Ieri sera mi sono trovato a passare la notte a casa di una amica dopo che abbiamo fatto un po’ troppo tardi a causa di una cena, accompagnata da dell’ottimo vino, al termine della quale per smaltire il dolce pieno di burro si è passati a finire una bottiglia di passito di Pantelleria.

Giustamente, le parole correvano come un fiume in piena, quindi si è deciso di continuare a degustare dell’ottimo rum al miele .. proveniente direttamente dalle isole canarie.

Con un gran mal di testa e con la fiatella tipo fogne di calcutta, si decide di andare a dormire, lei dolcemente mi prepara il letto, tirato fuori dal divano in sala, mi da il bacio della buona notte e si reca nella sua stanza e qui ha termine la nostra giornata.

Questa mattina alle ore 6.30 preso dall’ansia di non aver regolato la sveglia, mi ritrovo a spalancare gli occhi, accompagnato da un rumore in sottofondo di piedi nudi che toccano il freddo pavimento, scuoto la testa, con aria un po’ scocciata, mi stropiccio gli occhi e mi guardo attorno per capire cosa succedesse.

Ebbene si, la mia cara amica girovagando nuda in corridoio, tutta nuda, come se nulla fosse e come se nessuno fosse in casa.
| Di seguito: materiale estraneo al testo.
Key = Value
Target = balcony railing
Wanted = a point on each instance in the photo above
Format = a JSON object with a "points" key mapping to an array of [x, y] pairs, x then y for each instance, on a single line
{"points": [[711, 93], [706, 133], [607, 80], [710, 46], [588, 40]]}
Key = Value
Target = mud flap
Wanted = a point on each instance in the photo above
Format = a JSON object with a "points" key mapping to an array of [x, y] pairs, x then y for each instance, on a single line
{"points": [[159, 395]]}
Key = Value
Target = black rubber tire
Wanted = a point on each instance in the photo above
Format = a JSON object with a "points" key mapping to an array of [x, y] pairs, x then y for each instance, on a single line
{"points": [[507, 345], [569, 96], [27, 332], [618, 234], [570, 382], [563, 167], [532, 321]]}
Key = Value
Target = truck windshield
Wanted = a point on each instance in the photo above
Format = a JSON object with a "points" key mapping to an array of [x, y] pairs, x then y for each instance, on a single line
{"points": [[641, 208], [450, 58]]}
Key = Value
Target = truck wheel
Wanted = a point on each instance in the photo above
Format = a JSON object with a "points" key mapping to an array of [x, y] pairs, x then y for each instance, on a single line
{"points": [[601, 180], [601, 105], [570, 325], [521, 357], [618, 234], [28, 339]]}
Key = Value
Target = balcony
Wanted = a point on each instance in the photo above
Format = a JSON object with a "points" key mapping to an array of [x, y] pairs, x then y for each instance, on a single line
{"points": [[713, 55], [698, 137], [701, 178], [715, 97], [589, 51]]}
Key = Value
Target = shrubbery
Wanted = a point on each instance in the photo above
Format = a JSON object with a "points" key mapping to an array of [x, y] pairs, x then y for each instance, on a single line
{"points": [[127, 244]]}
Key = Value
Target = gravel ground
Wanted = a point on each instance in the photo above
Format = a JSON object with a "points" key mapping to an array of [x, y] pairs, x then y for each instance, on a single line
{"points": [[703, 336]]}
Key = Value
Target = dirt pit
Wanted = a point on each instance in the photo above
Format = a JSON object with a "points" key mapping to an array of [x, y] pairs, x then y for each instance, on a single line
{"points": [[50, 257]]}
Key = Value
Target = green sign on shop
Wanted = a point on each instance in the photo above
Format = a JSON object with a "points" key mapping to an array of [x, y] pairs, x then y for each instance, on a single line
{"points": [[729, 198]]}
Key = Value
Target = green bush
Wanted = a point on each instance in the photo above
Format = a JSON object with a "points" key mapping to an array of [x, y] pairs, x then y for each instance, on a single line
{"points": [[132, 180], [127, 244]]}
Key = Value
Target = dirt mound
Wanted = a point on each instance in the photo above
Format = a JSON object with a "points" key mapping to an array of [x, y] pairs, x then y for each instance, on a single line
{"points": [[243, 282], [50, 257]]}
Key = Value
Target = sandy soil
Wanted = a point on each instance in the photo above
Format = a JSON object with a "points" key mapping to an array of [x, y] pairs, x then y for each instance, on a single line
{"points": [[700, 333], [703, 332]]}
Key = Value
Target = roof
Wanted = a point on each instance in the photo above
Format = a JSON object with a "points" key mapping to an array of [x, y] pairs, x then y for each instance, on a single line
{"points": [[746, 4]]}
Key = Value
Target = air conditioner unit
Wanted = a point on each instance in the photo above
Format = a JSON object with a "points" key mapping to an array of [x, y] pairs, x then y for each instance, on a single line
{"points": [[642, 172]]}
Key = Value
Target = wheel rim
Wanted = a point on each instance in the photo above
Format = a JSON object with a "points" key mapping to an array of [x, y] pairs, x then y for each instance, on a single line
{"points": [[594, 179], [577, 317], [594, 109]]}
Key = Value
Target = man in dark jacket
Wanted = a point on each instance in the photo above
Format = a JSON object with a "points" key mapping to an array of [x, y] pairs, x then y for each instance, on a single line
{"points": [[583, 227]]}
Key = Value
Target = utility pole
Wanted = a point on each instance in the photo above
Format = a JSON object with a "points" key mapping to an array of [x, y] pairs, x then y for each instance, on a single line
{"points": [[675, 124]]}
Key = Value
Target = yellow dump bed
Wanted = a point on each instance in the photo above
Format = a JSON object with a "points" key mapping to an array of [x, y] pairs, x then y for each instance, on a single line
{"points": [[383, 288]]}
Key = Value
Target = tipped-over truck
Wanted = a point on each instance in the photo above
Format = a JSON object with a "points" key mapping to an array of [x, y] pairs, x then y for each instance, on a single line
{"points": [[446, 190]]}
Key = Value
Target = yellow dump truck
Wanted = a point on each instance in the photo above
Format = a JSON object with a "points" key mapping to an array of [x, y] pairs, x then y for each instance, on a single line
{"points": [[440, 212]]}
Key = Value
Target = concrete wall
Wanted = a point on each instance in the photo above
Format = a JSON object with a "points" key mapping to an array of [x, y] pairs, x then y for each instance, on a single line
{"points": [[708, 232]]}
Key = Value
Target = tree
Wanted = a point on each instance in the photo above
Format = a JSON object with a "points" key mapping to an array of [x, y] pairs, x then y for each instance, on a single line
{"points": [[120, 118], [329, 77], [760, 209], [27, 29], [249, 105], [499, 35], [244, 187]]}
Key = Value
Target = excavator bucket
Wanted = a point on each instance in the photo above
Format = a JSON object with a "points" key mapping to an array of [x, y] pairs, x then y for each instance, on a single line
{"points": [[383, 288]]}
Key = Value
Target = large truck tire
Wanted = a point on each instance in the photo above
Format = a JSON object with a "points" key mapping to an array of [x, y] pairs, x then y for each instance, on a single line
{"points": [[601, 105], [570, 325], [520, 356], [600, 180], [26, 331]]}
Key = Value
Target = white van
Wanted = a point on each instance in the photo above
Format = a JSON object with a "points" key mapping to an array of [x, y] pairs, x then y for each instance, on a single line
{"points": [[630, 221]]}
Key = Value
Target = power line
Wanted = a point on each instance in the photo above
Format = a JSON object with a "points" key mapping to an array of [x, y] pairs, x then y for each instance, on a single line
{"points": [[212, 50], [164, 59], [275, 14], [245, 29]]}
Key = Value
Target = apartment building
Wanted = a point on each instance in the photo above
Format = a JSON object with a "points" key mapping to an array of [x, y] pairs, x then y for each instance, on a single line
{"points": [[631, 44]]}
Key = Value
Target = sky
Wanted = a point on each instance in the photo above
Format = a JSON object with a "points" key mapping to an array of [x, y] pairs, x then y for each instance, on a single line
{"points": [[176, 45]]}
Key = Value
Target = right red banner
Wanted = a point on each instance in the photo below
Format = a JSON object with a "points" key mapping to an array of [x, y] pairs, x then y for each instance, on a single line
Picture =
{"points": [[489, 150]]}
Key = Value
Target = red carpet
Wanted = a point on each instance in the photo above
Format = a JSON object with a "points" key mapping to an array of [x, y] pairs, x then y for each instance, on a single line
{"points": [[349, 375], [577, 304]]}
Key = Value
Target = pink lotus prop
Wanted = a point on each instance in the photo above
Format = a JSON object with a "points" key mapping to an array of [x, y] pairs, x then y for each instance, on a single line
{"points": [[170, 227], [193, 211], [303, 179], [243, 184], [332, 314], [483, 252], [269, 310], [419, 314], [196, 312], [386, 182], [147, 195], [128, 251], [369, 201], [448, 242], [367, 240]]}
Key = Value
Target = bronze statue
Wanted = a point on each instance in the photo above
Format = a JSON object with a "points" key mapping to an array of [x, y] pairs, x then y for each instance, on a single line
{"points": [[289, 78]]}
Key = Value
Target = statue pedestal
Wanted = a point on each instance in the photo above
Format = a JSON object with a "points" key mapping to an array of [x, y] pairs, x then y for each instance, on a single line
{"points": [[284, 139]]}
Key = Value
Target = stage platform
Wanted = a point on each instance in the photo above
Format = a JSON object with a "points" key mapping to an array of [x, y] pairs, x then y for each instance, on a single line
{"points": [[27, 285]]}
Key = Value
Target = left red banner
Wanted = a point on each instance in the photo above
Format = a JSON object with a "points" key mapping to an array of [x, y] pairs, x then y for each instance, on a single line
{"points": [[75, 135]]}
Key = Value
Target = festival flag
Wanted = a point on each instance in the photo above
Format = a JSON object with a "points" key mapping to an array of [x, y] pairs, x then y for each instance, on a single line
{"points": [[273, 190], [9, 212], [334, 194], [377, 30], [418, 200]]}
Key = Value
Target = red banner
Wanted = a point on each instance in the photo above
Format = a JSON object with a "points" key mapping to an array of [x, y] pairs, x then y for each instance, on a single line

Abituata alla solitudine di un bilocale vissuto da single, ma soprattutto pensando che io dormissi beatamente. Continuava l’opera di restauro della mattina senza di me curarsi.

Per potervi descrivere cosa ho vissuto, basti pensare a una scena dei film italiani trash degli anni 80, dove la protagonista del momento si spogliava con movenze sexy e l’omino lumacone di turno che spiava direttamente dal buco della serratura.

Dopo di che mi riaddormento con il sorriso, l’ormone a palla, l’umore e anche qualcos’altro in su. Dopo un paio d’ore mi sveglio, lei è uscita per andare a lavoro e mi ritrovo a far colazione da solo mentre leggo il bigliettino che mi ha lasciato sul tavolo insieme alla moka già pronta e la chiave per chiudere la porta di ingresso.

Il messaggio era sintetico e chiaro … ci vediamo per cena.

Il mio pensiero ritorna a mostrami l’immagine di lei di schiena che sculettando in maniera sexy si avvia verso la sua stanza mentre le sue mani sistemano la bionda chioma. A quel punto il caffè è pronto, lo bevo velocemente bruciandomi anche la lingua, prendo le chiavi e mi avvio a lavoro.

Dopo un paio d’ore le invio una mail

“hei donna girovagando nuda dopo la doccia, ti divertivi in giro per la casa? … come va? Ps. Gran bel culo senza vestiti”.  

La risposta imbarazzata arriva nel giro di 30 secondi

“ma no, non dirmi che eri sveglio, non dirmi che mi hai vista totalmente nuda, o mio dio che vergogna”

Fu così che la mia giornata iniziò davvero bene, se ormai siete curiosi di come andò la cene, beh non ti resta che aspettare il prossimo racconto.

Ecco come andare a lavoro col sorriso ogni giorno.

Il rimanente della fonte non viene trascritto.